En lo alto de la escalera encontró a Planchet todo estupefacto.
—¡Ah, señor! —exclamó Planchet cuando divisó a su amo—. Ya tenemos otra, y esperaba con impaciencia que regresaseis.
—Pues, ¿qué pasa? —preguntó D’Artagnan.
—¡Oh, os apuesto cien, señor, os apuesto mil si adivináis la visita que he recibido para vos en vuestra ausencia!
—¿Y eso cuándo?
—Hará una media hora, mientras vos estabais con el señor de Tréville.
—¿Y quién ha venido? Vamos, habla.
—El señor de Cavois
[121]
.
—¿El señor de Cavois?
—En persona.
—¿El capitán de los guardias de Su Eminencia?
—El mismo.
—¿Venía a arrestarme?
—Es lo que me temo, señor, y eso pese a su aire zalamero.
—¿Tenía el aire zalamero, dices?
—Quiero decir que era todo mieles, señor.
—¿De verdad?
—Venía, según dijo, de parte de Su Eminencia, que os quería mucho, a rogaros seguirle al Palais Royal.
—Y tú, ¿qué le has contestado?
—Que era imposible, dado que estabais fuera de casa, como podía él mismo ver.
—¿Y entonces qué ha dicho?
—Que no dejaseis de pasar por allí durante el día; luego ha añadido en voz baja: «Dile a tu amo que Su Eminencia está completamente dispuesto hacia él, y que su fortuna depende quizá de esa entrevista».
—La trampa es bastante torpe para ser del cardenal —repuso sonriendo el joven.
—También yo he visto la trampa y he respondido que os desesperaríais a vuestro regreso. «¿Dónde ha ido?», ha preguntado el señor de Cavois. «A Troyes, en Champagne», le he respondido. «¿Y cuándo se ha marchado?» «Ayer tarde».
—Planchet, amigo mío —interrumpió D’Artagnan—, eres realmente un hombre precioso.
—¿Comprendéis, señor? He pensado que siempre habría tiempo, si deseáis ver al señor de Cavois, de desmentirme diciendo que no os habíais marchado; sería yo en tal caso quien habría mentido, y como no soy gentilhombre, puedo mentir.
—Tranquilízate, Planchet, tú conservarás tu reputación de hombre verdadero: dentro de un cuarto de hora partimos.
—Es el consejo que iba a dar al señor; y, ¿adónde vamos, si se puede saber?

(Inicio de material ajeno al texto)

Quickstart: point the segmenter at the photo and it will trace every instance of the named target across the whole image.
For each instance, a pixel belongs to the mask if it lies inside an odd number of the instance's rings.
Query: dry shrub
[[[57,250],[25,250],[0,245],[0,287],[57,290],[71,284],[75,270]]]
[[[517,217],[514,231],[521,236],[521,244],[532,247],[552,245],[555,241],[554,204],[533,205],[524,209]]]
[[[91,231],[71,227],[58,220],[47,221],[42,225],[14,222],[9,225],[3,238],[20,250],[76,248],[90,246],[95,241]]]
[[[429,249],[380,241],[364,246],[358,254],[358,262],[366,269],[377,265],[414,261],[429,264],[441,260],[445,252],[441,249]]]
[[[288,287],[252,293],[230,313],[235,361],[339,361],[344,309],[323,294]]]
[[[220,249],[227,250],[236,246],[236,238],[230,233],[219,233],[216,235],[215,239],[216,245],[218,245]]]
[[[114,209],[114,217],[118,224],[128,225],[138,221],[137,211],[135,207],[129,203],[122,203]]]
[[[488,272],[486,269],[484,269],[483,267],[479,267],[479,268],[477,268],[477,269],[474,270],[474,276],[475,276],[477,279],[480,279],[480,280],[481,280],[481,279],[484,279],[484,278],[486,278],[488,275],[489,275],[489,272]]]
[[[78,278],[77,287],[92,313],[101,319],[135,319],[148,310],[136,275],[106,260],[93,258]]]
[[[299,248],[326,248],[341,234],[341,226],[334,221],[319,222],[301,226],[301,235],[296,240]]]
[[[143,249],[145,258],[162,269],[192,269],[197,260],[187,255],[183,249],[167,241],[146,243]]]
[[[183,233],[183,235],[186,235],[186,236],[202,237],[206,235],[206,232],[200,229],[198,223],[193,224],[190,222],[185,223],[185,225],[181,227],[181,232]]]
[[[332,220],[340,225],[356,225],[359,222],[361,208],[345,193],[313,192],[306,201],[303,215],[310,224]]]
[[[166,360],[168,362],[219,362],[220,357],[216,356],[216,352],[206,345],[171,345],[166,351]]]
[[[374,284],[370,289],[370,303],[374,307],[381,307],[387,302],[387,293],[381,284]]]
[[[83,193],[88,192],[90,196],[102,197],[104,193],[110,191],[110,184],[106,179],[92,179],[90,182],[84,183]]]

—¡Pardiez! Hacia el lado contrario del que tú has dicho que había ido. Además, ¿no tienes prisa por tener nuevas con Grimaud, de Mosquetón y de Bazin, como las tengo yo de saber qué ha pasado de Athos, Porthos y Aramis?
—Claro que sí, señor —dijo Planchet—, y yo partiré cuando queráis; el aire de la provincia nos va mejor, según creo, en este momento que el aire de París. Por eso, pues…
—Por eso, pues, hagamos nuestro petate, Planchet y partamos; yo iré delante, con las manos en los bolsillos para que nadie sospeche nada. Tú te reunirás conmigo en el palacio de los Guardias. A propósito, Planchet, creo que tienes razón respecto a nuestro huésped, y que decididamente es un horrible canalla.
—¡Ah!, creedme, señor, cuando os digo algo; yo soy fisonomista, y bueno.
D’Artagnan descendió el primero, como había convenido; luego, para no tener nada que reprocharse, se dirigió una vez más al domicilio de sus tres amigos: no se había recibido ninguna noticia de ellos; sólo una carta toda perfumada y de una escritura elegante y menuda había llegado para Aramis. D’Artagnan se hizo cargo de ella. Diez minutos después, Planchet se reunió en las cuadras del palacio de los Guardias. D’Artagnan, para no perder tiempo, ya había ensillado su caballo él mismo.
—Está bien —le dijo a Planchet cuando éste tuvo unido el maletín de grupa al equipo—; ahora ensilla los otros tres, y partamos.
—¿Creéis que iremos más deprisa con dos caballos cada uno? —preguntó Planchet con aire burlón.